Is there a way to transform a classical xyz file to the extended xyz format your are using in reference_data/inputs ? [question]

lab-cosmo / librascal

A scalable and versatile library to generate representations for atomic-scale learning

https://lab-cosmo.github.io/librascal/

GNU Lesser General Public License v2.1

80 stars 17 forks source link

Is there a way to transform a classical xyz file to the extended xyz format your are using in reference_data/inputs ? [question] #409

Closed UnixJunkie closed 2 years ago

UnixJunkie commented 2 years ago

Hello, It seems you are using an extended xyz file format. The second line for each molecule is a comment with some Lattice specification and other information. Is there a tool or function to automatically create such files given a "classic" xyz file? I am interested in a non repeating lattice (this is not a crystal, just an isolated molecule), big enough to hold the whole molecule, plus some margin on all axes, I guess. Thanks a lot, F.

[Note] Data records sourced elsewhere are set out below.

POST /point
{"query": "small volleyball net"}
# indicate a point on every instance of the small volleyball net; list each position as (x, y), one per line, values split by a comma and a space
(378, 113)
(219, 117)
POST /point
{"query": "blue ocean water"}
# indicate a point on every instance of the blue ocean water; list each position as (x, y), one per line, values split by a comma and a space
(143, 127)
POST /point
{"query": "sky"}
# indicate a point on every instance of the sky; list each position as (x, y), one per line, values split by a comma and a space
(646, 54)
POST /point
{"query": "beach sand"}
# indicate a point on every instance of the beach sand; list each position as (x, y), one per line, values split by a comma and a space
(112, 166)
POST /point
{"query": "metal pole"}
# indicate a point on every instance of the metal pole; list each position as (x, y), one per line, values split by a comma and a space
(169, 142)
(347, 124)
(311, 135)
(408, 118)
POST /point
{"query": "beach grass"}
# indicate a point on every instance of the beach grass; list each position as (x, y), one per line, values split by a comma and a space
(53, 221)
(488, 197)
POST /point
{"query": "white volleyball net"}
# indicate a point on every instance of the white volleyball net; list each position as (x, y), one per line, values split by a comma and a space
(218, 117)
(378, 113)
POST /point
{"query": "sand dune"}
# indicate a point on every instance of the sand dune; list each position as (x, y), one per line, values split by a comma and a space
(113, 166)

UnixJunkie commented 2 years ago

Alternatively, if there is an automatic way to generate the kind of json files you have in reference_data/inputs, that might be similarly useful.

max-veit commented 2 years ago

Hello, the easiest way to do this is probably using ASE, just read in the file and write it out to a different filename; ASE uses the extended xyz format by default when writing files of the .xyz extension. As for the lattice, I think it's automatically padded to cell extent + 10 Å, but you might want to verify this.

The json files in the reference data are only for the pure C++ implementation (when you need to run without Python), so I don't think you need those.

UnixJunkie commented 2 years ago

An 'ase.io.read' followed by an 'ase.io.write' does not create the missing unit cell. There is this kind of comment which was added though, for each molecule:

Properties=species:S:1:pos:R:3 CHEMBL405398_1=T pbc="F F F"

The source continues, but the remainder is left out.